Chitosan-stablized bovine serum albumin nanoparticles having ability to control the release of NELL-1 protein

Abstract The study was designed to prepare and evaluate chitosan stabilized-albumin nanoparticles as NELL-1 protein carriers(Chi/NNPs). The Chi/NNPs were prepared by desolvation method and then stabilized by chitosan through electrostatic interaction. The Chi/NNPs were characterized for drug loading efficiency, surface morphology, particle size, surface charge.
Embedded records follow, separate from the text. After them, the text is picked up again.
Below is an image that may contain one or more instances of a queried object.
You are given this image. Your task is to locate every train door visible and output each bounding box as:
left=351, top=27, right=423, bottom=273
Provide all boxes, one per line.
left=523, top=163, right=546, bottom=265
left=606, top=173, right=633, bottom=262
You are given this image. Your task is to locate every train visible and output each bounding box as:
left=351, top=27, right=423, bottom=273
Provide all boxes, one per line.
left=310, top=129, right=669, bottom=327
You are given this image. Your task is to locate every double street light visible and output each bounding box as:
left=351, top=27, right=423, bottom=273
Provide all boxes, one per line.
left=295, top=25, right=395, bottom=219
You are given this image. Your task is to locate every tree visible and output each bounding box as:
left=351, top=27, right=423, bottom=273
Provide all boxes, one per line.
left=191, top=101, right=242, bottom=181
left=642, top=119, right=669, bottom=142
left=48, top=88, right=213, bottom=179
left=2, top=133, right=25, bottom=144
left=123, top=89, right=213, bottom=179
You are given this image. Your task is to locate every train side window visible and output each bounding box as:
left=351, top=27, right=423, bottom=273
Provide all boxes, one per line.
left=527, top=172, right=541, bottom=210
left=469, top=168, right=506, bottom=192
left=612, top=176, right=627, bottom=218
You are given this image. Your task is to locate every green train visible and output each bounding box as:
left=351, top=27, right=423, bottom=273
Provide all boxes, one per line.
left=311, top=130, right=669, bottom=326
Fluorescein isothiocyanate-labeled chitosan was used to confirm the homogeneity of chitosan coating on the BSA nanoparticles. The NELL-1 bioactivity of Chi/NNPs and the release kinetics were investigated in vitro. It was observed that the mean particle size with chitosan (0.075 wt%,0.15 wt%, 0.3 wt%, respectively) and the surface charge were 368.663 ± 15.470 nm, 382.881 ± 18.767 nm, 390.480 ± 11.465 nm and +25.03 ± 1.42 mV, +30.27 ± 1.80 mV, +31.03 ± 2.05 mV respectively. Drug entrapment efficiency ranged from 87.83% to 89.30%. The Chi/NNPs prepared with the 0.15 wt% chitosan were able to successfully control the release of NELL-1 and maintain a sustained release for up to 8 days. Furthermore, more than 82.67 ± 8.74% of the loaded protein’s bioactivity was preserved in Chi/NNPs over the period of the investigation. Our findings suggest that Chi/NNPs as promising protein delivery nanocarriers have the ability to maintain sustained release kinetics and to preserve the bioactivity of released NELL-1.